More on Performance Reviews Rating Systems
Several research studies have been conducted on whether or not performance reviews are beneficial to employees and organizations. Although there is criticism of how performance reviews are used, a 2018 study by Peter Cappelli and Martin J. Canyon found them to be positively related to employment outcomes like merit increases, promotions, demotions, and dismissals. The study also noted that employees’ performances changed over time. They were not as consistent as what was originally thought.3
This information provides insight to both companies and employees. The data collected from these annual reviews can help inform decisions not just on merit increases and promotions. They can also be used to determine future training, how employee weaknesses can be mitigated, and guide professional development plans.
Trailblazers, like Microsoft4, are changing the way they do their performance reviews. They have shifted from ranking employees to focusing more on employee growth. Before, managers had to rank a certain percentage of employees as top performers, average performers, or poor performers. This created an immense amount of competition between the employees and became disruptive to the workplace. Now, there is no more ranking, and the main focus is on growth, impact, and collaboration. Managers also have the freedom to allocate merit increases as they see fit based on their employees’ individual contributions to the company.

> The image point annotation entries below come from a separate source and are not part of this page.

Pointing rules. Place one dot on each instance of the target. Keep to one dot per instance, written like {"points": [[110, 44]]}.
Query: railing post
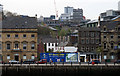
{"points": [[71, 63]]}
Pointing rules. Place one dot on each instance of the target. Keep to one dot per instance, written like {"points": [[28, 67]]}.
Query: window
{"points": [[92, 48], [104, 36], [112, 45], [52, 44], [82, 48], [97, 34], [16, 36], [87, 41], [97, 41], [105, 57], [56, 44], [92, 41], [0, 46], [33, 46], [48, 44], [92, 34], [8, 46], [8, 56], [104, 45], [32, 35], [118, 36], [87, 49], [24, 35], [32, 57], [82, 41], [16, 45], [8, 36], [24, 56], [87, 34], [112, 36], [24, 46]]}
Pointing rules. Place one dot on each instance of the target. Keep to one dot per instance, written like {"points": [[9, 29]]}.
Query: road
{"points": [[61, 64]]}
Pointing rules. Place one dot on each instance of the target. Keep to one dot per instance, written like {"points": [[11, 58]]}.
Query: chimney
{"points": [[98, 21]]}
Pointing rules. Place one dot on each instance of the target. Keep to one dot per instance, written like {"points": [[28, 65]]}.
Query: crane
{"points": [[56, 9]]}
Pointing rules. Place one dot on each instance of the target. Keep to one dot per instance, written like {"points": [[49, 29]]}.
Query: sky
{"points": [[91, 8]]}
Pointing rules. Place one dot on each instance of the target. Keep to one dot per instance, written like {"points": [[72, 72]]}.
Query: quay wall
{"points": [[60, 70]]}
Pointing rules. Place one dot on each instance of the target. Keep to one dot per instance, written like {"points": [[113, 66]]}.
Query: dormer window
{"points": [[104, 29]]}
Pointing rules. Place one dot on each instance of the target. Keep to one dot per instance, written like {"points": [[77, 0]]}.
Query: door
{"points": [[82, 59], [17, 58]]}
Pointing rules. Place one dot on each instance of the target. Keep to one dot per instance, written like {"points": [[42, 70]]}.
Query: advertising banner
{"points": [[53, 57]]}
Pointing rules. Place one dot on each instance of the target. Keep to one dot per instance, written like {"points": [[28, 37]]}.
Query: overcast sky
{"points": [[91, 8]]}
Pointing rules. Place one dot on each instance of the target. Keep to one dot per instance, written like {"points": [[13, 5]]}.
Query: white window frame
{"points": [[24, 45], [24, 56]]}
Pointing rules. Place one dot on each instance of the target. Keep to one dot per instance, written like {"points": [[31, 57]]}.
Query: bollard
{"points": [[63, 63]]}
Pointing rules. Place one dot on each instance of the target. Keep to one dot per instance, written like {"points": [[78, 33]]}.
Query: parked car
{"points": [[117, 61], [42, 61], [13, 62], [94, 62], [29, 61]]}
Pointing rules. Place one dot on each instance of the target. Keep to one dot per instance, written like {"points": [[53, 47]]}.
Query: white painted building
{"points": [[51, 46], [66, 48]]}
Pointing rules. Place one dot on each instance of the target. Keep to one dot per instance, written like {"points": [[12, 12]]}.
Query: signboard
{"points": [[53, 57]]}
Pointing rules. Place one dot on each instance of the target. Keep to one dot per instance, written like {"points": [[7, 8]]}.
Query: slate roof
{"points": [[15, 22], [110, 24]]}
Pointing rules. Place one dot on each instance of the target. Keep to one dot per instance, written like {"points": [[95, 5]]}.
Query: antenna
{"points": [[56, 9]]}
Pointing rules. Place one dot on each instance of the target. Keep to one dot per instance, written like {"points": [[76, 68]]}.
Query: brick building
{"points": [[18, 38]]}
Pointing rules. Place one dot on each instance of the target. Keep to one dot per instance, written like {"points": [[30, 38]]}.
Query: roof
{"points": [[19, 22], [50, 40], [110, 24]]}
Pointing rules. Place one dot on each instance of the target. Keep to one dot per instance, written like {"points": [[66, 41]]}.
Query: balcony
{"points": [[16, 50]]}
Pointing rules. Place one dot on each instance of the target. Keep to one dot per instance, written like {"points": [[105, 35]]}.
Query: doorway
{"points": [[16, 58]]}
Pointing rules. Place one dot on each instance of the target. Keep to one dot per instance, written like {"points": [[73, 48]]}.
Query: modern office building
{"points": [[88, 42], [78, 14]]}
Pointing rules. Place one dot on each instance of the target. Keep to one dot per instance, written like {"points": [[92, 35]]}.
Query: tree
{"points": [[100, 51]]}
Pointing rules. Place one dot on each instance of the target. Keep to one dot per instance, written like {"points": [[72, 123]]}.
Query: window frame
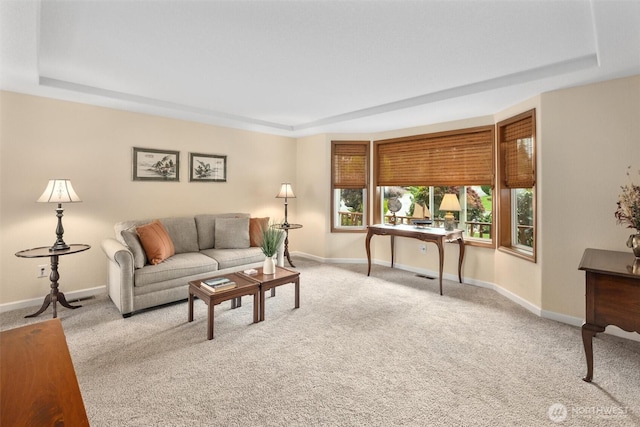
{"points": [[507, 216], [448, 140], [365, 202]]}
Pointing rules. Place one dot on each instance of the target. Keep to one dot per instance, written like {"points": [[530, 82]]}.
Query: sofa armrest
{"points": [[120, 275]]}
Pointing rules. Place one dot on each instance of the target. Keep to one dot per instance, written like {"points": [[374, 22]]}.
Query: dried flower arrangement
{"points": [[628, 212]]}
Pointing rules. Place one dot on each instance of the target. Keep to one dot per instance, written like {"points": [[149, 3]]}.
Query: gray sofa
{"points": [[204, 245]]}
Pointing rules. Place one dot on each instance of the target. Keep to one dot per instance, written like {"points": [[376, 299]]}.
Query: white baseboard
{"points": [[37, 302], [558, 317]]}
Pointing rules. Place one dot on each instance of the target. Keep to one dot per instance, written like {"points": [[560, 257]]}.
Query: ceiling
{"points": [[297, 68]]}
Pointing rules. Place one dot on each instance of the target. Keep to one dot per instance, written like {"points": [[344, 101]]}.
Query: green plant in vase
{"points": [[272, 238]]}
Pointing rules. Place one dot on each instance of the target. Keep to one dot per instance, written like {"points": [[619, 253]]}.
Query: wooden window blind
{"points": [[516, 138], [349, 164], [461, 157]]}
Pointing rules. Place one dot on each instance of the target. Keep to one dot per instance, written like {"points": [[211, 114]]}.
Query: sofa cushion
{"points": [[135, 246], [228, 258], [205, 225], [177, 266], [256, 225], [232, 233], [183, 233], [156, 242]]}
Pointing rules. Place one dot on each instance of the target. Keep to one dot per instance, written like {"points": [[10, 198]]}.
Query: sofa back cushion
{"points": [[256, 228], [132, 240], [232, 233], [183, 233], [205, 224]]}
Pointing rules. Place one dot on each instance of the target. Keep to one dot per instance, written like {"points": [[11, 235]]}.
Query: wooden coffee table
{"points": [[282, 276], [245, 285]]}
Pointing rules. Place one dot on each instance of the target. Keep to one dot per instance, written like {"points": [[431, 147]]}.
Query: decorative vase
{"points": [[634, 243], [269, 265]]}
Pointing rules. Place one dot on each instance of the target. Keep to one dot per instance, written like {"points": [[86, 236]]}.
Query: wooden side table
{"points": [[286, 229], [612, 296], [55, 295]]}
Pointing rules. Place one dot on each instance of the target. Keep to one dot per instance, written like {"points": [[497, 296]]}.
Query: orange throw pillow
{"points": [[256, 225], [156, 242]]}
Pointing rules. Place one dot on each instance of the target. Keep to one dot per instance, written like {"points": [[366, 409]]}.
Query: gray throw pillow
{"points": [[232, 233], [133, 242]]}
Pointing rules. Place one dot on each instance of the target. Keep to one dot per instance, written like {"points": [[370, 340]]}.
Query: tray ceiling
{"points": [[308, 67]]}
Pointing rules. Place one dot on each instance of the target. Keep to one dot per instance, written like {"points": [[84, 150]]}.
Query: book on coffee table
{"points": [[217, 284]]}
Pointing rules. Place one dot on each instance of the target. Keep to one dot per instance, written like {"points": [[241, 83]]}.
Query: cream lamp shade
{"points": [[59, 191], [449, 204], [286, 193]]}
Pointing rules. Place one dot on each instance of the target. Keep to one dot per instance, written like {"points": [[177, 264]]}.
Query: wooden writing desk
{"points": [[435, 235], [612, 296], [39, 385]]}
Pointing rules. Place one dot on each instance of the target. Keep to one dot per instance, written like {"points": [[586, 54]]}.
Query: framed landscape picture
{"points": [[155, 165], [207, 168]]}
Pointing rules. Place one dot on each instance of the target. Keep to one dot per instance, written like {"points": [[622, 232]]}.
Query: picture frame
{"points": [[155, 165], [207, 167]]}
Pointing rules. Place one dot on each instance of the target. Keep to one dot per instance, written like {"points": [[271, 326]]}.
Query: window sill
{"points": [[522, 254]]}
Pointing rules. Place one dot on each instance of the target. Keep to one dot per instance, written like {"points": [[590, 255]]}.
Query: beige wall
{"points": [[43, 138], [590, 135], [587, 136]]}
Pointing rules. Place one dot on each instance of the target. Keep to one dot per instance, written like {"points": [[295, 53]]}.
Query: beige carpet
{"points": [[384, 350]]}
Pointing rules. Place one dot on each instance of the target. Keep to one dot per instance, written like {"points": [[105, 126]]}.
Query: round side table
{"points": [[54, 296]]}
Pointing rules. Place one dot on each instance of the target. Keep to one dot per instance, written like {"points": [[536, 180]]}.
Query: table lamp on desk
{"points": [[449, 204]]}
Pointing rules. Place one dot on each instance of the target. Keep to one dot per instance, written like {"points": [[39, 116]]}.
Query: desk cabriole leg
{"points": [[441, 262], [588, 332], [368, 248], [460, 258], [256, 307], [393, 247]]}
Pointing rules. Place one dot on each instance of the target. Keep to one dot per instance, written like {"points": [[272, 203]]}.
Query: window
{"points": [[420, 169], [475, 217], [516, 185], [349, 185]]}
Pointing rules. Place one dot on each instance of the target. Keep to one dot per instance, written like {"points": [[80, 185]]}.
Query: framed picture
{"points": [[207, 168], [155, 165]]}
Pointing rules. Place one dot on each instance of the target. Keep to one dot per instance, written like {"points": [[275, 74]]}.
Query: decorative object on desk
{"points": [[286, 193], [207, 168], [155, 165], [394, 205], [421, 223], [421, 211], [633, 242], [449, 203], [272, 238], [628, 213], [59, 191]]}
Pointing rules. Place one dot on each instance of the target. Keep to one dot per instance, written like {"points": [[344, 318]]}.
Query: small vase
{"points": [[269, 266], [634, 243]]}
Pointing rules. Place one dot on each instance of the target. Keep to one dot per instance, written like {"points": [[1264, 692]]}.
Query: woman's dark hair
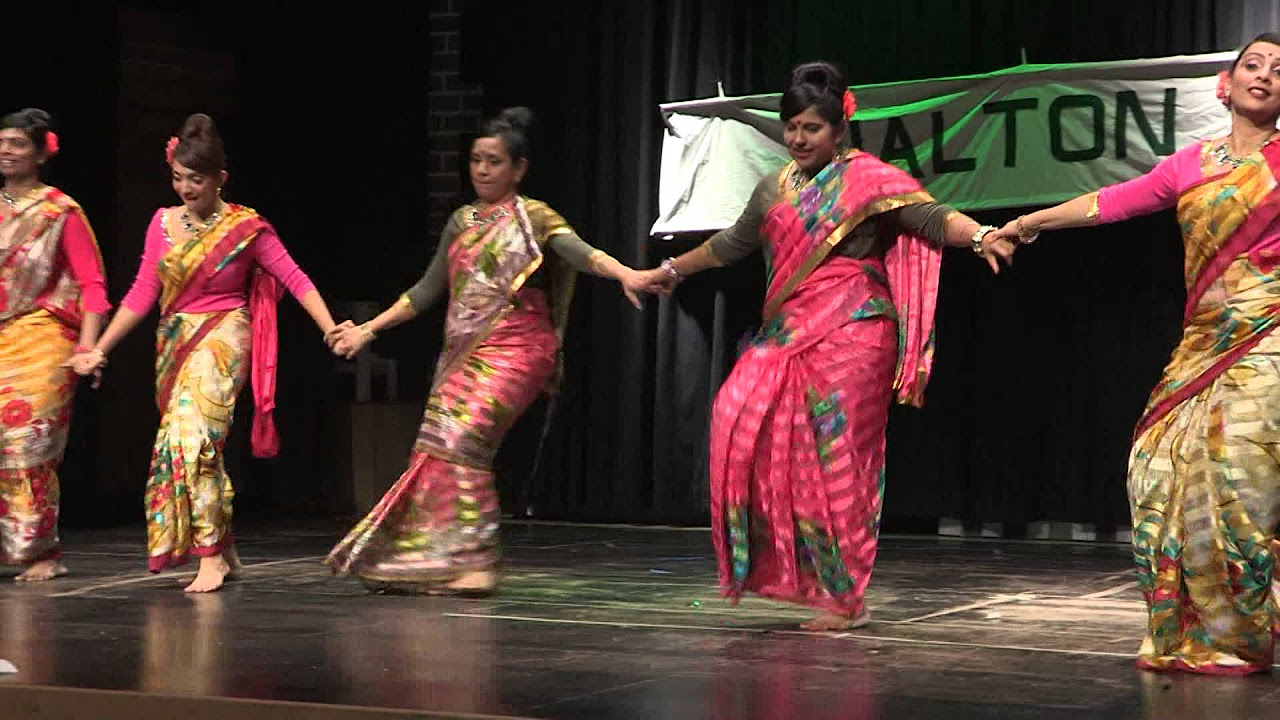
{"points": [[818, 85], [200, 147], [1270, 37], [33, 122], [511, 127]]}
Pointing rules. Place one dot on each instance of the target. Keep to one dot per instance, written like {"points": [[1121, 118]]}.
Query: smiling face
{"points": [[494, 174], [19, 160], [199, 191], [810, 140], [1255, 81]]}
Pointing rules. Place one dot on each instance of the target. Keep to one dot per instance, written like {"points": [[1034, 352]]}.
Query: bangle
{"points": [[668, 267], [1024, 236], [979, 236]]}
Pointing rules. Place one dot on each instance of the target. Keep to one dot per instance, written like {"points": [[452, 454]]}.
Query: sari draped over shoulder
{"points": [[40, 317], [1205, 466], [798, 429], [202, 360], [502, 342]]}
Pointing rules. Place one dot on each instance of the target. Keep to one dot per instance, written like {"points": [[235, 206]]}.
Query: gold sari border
{"points": [[819, 254]]}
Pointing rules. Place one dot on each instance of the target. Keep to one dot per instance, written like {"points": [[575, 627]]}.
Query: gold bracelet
{"points": [[1024, 236], [982, 232]]}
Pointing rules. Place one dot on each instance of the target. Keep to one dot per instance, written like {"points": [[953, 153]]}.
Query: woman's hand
{"points": [[350, 341], [1000, 245], [658, 281], [87, 363], [333, 335]]}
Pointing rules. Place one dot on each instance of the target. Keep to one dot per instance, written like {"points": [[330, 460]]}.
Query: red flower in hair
{"points": [[1224, 91], [16, 413], [850, 104]]}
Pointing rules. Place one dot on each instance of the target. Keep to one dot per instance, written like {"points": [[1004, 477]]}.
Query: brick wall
{"points": [[453, 110]]}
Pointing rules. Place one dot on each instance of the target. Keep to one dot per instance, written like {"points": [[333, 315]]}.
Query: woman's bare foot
{"points": [[476, 582], [41, 572], [830, 621], [213, 572]]}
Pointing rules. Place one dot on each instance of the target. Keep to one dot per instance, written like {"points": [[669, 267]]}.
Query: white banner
{"points": [[1032, 135]]}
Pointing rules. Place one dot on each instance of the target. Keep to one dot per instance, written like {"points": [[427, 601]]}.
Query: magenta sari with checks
{"points": [[798, 429]]}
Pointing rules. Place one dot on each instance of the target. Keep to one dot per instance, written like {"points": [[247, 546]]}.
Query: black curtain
{"points": [[1041, 373]]}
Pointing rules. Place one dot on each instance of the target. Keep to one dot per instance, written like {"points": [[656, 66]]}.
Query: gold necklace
{"points": [[12, 201], [1223, 151]]}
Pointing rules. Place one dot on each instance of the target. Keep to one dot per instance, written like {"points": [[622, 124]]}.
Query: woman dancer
{"points": [[214, 267], [508, 264], [1205, 465], [798, 429], [51, 300]]}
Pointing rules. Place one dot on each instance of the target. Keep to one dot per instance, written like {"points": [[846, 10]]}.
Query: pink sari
{"points": [[798, 429], [501, 350]]}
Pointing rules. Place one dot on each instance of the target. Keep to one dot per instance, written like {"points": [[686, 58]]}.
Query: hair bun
{"points": [[520, 118], [199, 126], [819, 74]]}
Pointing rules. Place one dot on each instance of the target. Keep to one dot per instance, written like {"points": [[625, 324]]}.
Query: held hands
{"points": [[87, 363], [997, 246], [658, 281], [346, 340]]}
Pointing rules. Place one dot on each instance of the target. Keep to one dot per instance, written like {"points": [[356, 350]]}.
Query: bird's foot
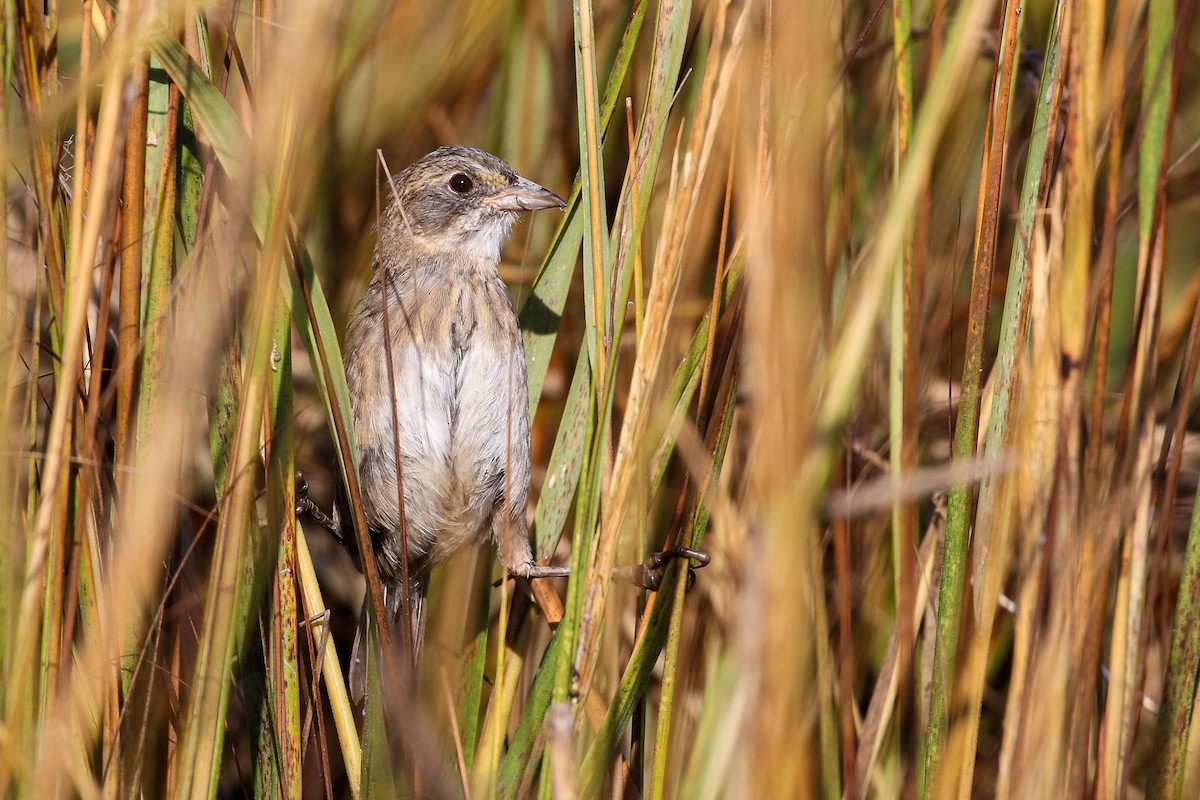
{"points": [[307, 507], [648, 575]]}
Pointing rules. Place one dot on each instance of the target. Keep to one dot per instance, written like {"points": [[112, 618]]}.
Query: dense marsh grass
{"points": [[889, 307]]}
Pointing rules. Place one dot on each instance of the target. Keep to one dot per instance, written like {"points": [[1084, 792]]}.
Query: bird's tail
{"points": [[395, 606]]}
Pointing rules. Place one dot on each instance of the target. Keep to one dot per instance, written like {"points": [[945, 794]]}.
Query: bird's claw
{"points": [[306, 507], [649, 573]]}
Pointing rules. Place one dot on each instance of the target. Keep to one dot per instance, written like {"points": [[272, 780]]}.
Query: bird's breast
{"points": [[459, 400]]}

The trend to move away from performance reviews has continued to grow. More and more companies are realizing the impacts performance reviews have on employees. While they do give some valuable information, the annual review is often a high-pressure situation riddled with nerves. Now, organizations are shifting to a more frequent model. Investis Digital has moved to half-hour check-ins every 2 to 4 weeks. The focus is on feedback for both the employee and the manager and the company as a whole.
Before each meeting, employees and managers determine topics to discuss. These typically include, what is going well, what is not working, and potential solutions to the problems. This model allows for a more collaborative work environment for both employees and managers. Instead of employees being on the chopping block, they are seen as valuable contributors to the company.
Even if your company still conducts performance reviews, you can still use some of these strategies. If you feel like you aren’t getting enough feedback, speak up. If you feel there is a problem or inefficiency in your job duties, bring solutions to your manager and work together to get the issue resolved. If you feel you need more training or aren’t understanding a concept, ask if any resources are available for your professional development. These strategies show your manager that you are engaged and invested in your professional growth within the company. Utilizing these tactics may even help boost your next performance review score.
Some final takeaways:
- Being honest with yourself regarding your performance is key.
- Know about biases in the workplace and know when and how to advocate for yourself, using facts to back up your claims.
- Giving yourself a rating of 10 out of 10 is acceptable, if you can prove you deserve a perfect score with factual information (i.e. numbers).
- Be humble and realistic about your areas of improvement.
- The performance review should be a time to celebrate your accomplishments and develop a plan to improve your areas of growth; not a time to be down on yourself or seek conflict with management.
Frequently Asked Questions
What is a performance review really measuring?
In basic terms, a performance review measures how employees are performing their specific job duties. However, it is also used to determine how employees fit into the company culture and how they are adhering to the organization's mission, vision, and values. They are often used to measure soft skills like leadership, communication, and collaboration.